27 August 2009

Why I am Not a Revolutionary

Don't get me wrong. I am sick and tired of the "progressive" agenda. I am frustrated with the current crop of Congresscritters. I would like nothing more than to see the massive bureaucracy from Washington eradicated, and nearly every law passed since 1870 repealed. (That includes the 16th and 17th Amendments, and even portions of the 14th, by the way.)

However, I do not advocate revolution. First of all, the word brings to mind armed uprisings, bloodshed, treason (on both sides), and all manner of unpleasant things. Mostly, though, I believe that the revolution has been taking place for close to 150 years, and the evils mentioned above are the result of that revolution.

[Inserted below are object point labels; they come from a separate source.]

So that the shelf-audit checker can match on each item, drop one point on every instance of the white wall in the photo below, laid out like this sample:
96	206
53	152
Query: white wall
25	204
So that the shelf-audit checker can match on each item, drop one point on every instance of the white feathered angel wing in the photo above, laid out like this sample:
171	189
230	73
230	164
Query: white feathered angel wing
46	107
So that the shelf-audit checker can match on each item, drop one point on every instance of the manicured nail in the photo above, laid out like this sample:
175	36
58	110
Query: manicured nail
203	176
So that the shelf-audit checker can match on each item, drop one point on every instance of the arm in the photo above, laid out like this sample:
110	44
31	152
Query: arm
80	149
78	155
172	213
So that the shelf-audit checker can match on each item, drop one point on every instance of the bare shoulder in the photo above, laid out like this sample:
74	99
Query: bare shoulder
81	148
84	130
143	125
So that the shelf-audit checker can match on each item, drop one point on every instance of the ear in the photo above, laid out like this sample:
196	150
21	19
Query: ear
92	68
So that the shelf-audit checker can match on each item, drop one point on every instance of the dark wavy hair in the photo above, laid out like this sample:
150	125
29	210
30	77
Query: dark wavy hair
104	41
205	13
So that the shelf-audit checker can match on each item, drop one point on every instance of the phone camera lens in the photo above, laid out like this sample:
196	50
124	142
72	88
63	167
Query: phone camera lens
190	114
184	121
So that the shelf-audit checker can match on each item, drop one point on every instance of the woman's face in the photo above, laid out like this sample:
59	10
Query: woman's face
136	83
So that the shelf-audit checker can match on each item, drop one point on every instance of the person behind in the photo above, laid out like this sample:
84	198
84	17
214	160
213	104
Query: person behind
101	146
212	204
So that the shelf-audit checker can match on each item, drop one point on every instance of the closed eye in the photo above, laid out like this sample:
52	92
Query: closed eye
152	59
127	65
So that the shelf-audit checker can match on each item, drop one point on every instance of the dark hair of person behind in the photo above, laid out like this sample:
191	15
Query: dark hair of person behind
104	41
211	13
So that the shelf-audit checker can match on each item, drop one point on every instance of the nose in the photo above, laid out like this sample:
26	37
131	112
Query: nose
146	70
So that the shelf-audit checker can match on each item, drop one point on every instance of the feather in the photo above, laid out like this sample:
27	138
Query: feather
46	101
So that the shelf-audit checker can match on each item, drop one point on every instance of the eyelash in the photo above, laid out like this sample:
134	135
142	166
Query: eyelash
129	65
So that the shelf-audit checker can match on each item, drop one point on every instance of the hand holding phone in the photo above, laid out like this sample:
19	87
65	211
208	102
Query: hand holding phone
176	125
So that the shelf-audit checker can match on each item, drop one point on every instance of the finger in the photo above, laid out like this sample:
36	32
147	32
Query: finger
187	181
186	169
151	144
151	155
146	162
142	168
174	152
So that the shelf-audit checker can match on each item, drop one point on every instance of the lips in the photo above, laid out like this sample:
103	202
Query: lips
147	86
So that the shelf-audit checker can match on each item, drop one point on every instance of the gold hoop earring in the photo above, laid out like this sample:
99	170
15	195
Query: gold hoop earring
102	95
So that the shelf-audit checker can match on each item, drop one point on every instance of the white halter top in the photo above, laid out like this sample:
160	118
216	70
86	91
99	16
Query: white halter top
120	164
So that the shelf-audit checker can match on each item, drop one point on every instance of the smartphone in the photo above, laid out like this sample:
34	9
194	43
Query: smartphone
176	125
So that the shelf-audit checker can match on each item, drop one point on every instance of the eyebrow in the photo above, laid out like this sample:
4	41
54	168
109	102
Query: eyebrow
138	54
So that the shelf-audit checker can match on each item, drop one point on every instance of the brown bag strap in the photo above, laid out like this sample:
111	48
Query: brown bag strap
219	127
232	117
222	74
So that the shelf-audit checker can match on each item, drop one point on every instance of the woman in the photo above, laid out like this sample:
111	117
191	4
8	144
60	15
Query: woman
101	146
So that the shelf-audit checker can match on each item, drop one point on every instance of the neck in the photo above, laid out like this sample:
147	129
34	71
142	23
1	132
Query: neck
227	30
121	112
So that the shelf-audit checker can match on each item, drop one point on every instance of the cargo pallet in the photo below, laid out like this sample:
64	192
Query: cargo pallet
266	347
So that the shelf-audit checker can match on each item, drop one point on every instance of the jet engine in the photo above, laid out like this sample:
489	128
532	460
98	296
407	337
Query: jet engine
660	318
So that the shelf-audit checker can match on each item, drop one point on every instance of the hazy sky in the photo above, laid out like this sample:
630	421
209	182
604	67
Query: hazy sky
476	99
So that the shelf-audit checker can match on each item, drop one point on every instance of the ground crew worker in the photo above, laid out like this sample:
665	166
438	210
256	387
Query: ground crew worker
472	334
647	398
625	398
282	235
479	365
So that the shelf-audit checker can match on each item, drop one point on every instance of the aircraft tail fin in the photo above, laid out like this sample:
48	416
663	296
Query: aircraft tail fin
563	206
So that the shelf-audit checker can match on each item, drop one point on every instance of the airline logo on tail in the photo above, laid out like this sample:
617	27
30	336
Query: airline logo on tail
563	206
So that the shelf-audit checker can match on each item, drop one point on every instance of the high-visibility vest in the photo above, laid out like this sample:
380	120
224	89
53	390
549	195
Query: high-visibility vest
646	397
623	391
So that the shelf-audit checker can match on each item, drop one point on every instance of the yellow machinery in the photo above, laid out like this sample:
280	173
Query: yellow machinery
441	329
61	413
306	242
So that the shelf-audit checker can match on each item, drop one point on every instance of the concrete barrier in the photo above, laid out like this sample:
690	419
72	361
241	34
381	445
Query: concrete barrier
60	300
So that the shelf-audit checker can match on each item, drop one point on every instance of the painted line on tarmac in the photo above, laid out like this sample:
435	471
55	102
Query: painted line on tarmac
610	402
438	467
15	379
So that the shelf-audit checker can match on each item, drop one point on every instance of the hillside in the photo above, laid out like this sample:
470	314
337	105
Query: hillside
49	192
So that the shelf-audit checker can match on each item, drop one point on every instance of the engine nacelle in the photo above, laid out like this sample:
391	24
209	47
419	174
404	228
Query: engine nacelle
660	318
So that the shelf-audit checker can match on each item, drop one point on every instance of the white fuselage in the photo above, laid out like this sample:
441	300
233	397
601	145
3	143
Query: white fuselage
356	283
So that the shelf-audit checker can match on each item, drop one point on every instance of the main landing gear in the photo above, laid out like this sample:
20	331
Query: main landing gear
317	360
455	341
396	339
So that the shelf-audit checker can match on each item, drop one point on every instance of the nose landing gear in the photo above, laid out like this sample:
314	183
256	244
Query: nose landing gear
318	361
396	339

What I want to do is put down the collectivist revolution. The best way is in front of the ballot box, not behind the ammo box. We have the truth and common sense on our side. We must convince our neighbors who don't normally pay attention that they need to start, and they need to seek common sense answers. As Glenn Beck (and Thomas Jefferson) puts it, question with boldness. Hold on to the truth. Speak without fear. Become a counter-revolutionary, by countering the half-truths and empty promises of the collectivist revolution with truth, common sense, and resolve.

11 August 2009

Why Be Hatin' the Birthers?

Let me be clear: I couldn't give a hoot in hell where Barack H. Obama Jr. was born.

That being said, I do have questions. Article II, Section 1, Paragraph 5 uses the phrase (as I'm sure has been pointed out ad nauseum) "natural born citizen". I have seen one definition of that term, credited to a contemporary of Jefferson et al., as a person whose "parents" were both citizens of the country in question.

The point here is that this definition requires
both parents to be citizens of the same nation. As I have stated in the past, young Barry is truly an African-American, where Jesse Jackson (for instance) is not. Both of Rev. Jackson's parents were American citizens. One of Mr. Obama's parents was an African, a citizen of Kenya; the other was an American. This, therefore, fails the above definition.

I'm not saying that this is the only definition of the term, although it's the only one I've seen. But I do believe that people whose job it is to uphold and enforce the law--and the last I knew, the Constitution is the Supreme Law of the Land--should be interested in making sure we all know the correct definition.

And I just haven't seen any of that.